Tough-cop-who-doesn’t-play-by-the-rules-and-gets-things-done-by-bucking-authority Ian and his partner Jerry are on the case, taking the huge cocoon and several egg-like objects back to the forensics lab, where the genius forensics officer drills the cocoon open and gets eaten by the Queen Alien’s midget cousin. Except instead of a second set of jaws in the tongue, this creature eats people with its pronounced beer gut.
Now here’s where we get to why this movie, even though it calls itself Deep Space, is still goddamn Biohazard. An old psychic broad has been calling the police station asking for Ian, and when she finally contacts him, she tells him all about what’s going to happen. The monster takes up residence in a run-down old warehouse, and the eggs start hatching, including the one Jerry took home with him.

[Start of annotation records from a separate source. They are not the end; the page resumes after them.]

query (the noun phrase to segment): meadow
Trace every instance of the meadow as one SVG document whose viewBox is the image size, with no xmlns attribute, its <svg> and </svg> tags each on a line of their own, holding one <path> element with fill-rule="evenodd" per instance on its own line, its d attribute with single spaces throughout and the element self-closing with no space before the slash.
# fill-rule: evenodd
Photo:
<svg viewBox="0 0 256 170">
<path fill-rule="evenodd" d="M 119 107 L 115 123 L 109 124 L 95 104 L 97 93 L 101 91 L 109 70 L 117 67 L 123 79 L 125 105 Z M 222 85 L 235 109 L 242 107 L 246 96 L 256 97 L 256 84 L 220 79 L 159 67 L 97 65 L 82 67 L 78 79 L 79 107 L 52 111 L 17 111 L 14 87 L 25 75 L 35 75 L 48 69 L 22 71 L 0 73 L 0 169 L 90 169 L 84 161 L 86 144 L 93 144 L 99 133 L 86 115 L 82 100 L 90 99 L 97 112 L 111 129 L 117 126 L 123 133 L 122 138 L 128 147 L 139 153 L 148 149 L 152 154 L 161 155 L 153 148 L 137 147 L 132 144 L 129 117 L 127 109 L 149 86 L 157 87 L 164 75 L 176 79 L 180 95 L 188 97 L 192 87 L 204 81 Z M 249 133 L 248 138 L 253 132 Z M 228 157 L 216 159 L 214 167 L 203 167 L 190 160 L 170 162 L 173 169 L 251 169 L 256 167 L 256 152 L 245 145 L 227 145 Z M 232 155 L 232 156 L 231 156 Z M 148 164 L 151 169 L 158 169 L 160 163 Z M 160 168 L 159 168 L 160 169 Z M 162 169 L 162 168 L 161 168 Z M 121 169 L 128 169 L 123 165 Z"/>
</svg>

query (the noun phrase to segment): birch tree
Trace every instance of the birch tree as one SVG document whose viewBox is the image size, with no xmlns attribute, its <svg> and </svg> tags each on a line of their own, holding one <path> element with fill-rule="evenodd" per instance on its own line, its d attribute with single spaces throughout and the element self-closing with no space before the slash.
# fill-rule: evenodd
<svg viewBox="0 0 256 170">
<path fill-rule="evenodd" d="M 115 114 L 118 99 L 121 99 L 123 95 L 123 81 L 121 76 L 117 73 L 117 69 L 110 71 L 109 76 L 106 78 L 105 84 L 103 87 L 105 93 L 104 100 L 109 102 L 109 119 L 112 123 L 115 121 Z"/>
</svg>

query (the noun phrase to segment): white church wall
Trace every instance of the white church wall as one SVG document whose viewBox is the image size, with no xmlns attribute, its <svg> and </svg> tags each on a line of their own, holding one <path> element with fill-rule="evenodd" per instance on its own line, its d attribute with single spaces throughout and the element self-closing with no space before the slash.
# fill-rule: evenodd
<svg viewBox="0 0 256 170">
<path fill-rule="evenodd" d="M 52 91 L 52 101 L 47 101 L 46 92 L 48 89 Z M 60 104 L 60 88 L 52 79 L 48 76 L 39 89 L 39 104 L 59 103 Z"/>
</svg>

Guess who’s not coming to dinner because he has a cheap face hugger knockoff burrowing around in his belly?
Jerry hooks up with hot (and I use the term more loosely than a cowboy’s ass on the open range) new cop in town Carla, and they go on a monster hunting mission. They come upon the creature in its lair just after it has eaten the warehouse night guard in a scene that so rips off Alien, right down to the dangling chains and dripping water and the posture the monster assumes behind the victim, that Ridley Scott probably felt someone was pooping on his grave when they shot the scene.
Jerry’s entomologist buddy has given them a jar of poison with which to dispatch the insectoid creature, and so they do. Jerry shoves the poison into its beer gut maw, shoots the holy shit out of it with several guns, and decapitates it with a chainsaw.
Fine, so the feds aren’t actually aliens at the end, and the credits are desperately lacking a really cool Johnny Legend song (the only redeeming factor about Biohazard), but it’s the same thing. Trust me.
Dammit, Fred, just leave me the hell alone! I never did anything to you. Sure, there was that thing with your son and the chickens, but that was a long time ago and the judge proclaimed me not guilty, so the law’s on my side, bucko. But if you ever trick me into watching a shitty rehash of one of your shitty movies again, something ugly is going to happen. Like maybe I’ll strap you to a chair and force you to watch every movie Michael Pataki was ever in Clockwork Orange-style. And I know what you’re thinking - “Hey, Michael Pataki’s been in some okay stuff. I’ve been meaning to watch Halloween 4 again anyway.” And to that I say, “Yeah, but he was in It Lives By Night and Sidehackers too. Suck on that.”
Moral of the Story: When you’re treading the thin ice of renting a crappy, but not too crappy movie for a fun rainy afternoon, pay very close attention to all the words on the box.